When it comes to ethical violations, almost everybody has a candidate for blame: permissive society, greed, even bad parenting. But James Hoopes, Distinguished Professor of History at Babson College in Babson Park, Mass., has an unusual culprit. He believes that certain ideas about how to be a good manager can actually contribute to ethical breakdowns. Hoopes is the author of False Prophets (Perseus Books, 2003), a book that explores the history of ideas in management.
Because he teaches at a business school, Hoopes says, he's seen many of these ideas put into practice, and he's seen the results. "I've been managed by walking about and managed by objectives," he says. "I have a lot of firsthand experience working with people who are using various management devices and ideas to manage people. I've also been a department chairman and administrator or manager myself, so I feel like I know the territory pretty well."
In False Prophets, Hoopes details the essential management ideas that have passed through the business world, from Frederick Taylor to Elton Mayo to Peter Drucker.
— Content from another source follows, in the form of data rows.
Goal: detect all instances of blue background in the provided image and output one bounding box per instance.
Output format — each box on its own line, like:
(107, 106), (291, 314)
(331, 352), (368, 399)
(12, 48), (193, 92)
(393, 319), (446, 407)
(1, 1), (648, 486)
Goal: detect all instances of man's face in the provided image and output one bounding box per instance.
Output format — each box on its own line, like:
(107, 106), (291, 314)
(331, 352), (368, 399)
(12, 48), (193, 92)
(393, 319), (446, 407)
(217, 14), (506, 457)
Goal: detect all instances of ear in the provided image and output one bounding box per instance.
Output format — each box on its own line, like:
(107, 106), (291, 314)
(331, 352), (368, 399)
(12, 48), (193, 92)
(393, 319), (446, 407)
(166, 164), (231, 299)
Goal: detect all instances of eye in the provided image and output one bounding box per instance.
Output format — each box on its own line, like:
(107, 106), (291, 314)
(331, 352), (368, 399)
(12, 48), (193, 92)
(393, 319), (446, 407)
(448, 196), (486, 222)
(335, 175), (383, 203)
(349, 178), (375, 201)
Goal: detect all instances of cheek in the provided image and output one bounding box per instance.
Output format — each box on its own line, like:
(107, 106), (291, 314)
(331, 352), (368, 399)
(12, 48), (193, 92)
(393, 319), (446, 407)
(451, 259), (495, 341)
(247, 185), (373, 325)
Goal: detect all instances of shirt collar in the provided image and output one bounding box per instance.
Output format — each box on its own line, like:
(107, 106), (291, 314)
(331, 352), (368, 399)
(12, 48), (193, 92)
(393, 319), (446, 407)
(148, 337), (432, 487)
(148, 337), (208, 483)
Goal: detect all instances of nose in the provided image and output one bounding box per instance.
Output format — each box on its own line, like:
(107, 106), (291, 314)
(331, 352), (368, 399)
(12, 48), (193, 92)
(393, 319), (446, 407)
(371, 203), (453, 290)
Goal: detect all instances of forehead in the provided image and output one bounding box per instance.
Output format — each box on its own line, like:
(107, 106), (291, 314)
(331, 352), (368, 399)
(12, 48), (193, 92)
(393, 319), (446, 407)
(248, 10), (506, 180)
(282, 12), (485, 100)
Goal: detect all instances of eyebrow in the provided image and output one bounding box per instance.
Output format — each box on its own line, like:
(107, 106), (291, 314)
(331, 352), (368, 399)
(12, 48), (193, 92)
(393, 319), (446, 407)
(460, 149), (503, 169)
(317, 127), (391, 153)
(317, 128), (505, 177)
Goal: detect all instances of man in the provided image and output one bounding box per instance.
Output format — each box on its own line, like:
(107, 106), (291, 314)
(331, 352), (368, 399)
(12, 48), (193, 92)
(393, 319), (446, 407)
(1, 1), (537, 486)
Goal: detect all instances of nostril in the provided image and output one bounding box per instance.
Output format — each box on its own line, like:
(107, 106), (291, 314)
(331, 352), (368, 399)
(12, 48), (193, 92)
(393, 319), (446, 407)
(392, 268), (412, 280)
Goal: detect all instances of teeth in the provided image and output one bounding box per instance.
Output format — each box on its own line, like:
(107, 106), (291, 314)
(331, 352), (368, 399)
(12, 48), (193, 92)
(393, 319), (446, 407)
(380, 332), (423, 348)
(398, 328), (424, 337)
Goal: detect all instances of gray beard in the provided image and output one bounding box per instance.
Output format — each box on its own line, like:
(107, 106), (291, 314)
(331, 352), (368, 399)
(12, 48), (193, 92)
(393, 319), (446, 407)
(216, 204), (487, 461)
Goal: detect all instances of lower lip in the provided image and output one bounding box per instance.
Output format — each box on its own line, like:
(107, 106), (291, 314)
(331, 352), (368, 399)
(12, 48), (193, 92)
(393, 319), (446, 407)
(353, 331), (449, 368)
He acknowledges the valuable ideas these thinkers have contributed to business. But, to the extent that these thinkers and others attempted to make the workplace more "democratic" by suggesting that managers should obscure or avoid the use of top-down power, Hoopes argues, they have often contributed to unethical behavior.
"To make corporate life palatable to Americans, some of the gurus have unrealistically minimized the amount of power it takes to manage, whereas others have claimed management power can be made morally legitimate," he writes. "Either way, they have contradicted, often with the best of intentions, the traditional democratic attitude toward power, which is to reluctantly admit its necessity, suspect it of bad intentions, and try to fence it in."
Hoopes believes that Enron is a fine example of what happens when leaders attempt to lead by inspiring others—without using their power to safeguard the bottom line as well. "After the Enron story broke, television news programs ran file footage of [former CEO Ken] Lay sermonizing like a teaching elder on the 'core of values' in the heart of every 'leader,'" Hoopes writes. "But the subordinates who have come forward so far have reported that Lay, unlike [Jeffrey] Skilling, was a hands-off manager who lacked the accounting know-how to arrange Enron's complex deals. Lay probably truly, not hypocritically, believed he could run the company by telling others what a good person he was. It will be a long time before we know the whole Enron story, but the gurus' notion of management by moral authority should not be let off the hook until we do."
Hoopes says that while the ethical failures that have received the most press have been those involved with cooking the books and duping the stockholders, it's important to remember that for a manager, a key area of ethics is doing the right thing in regard to direct reports. He suggests that managers, rather than focusing on setting an example and leading by their moral authority, should simply exercise the power they've been given—but they should make sure that they do so with a dose of humility. "The managers I see whom I'm impressed by—and who are effective—worry a great deal about whether or not they're doing the right thing," he says. —H.D.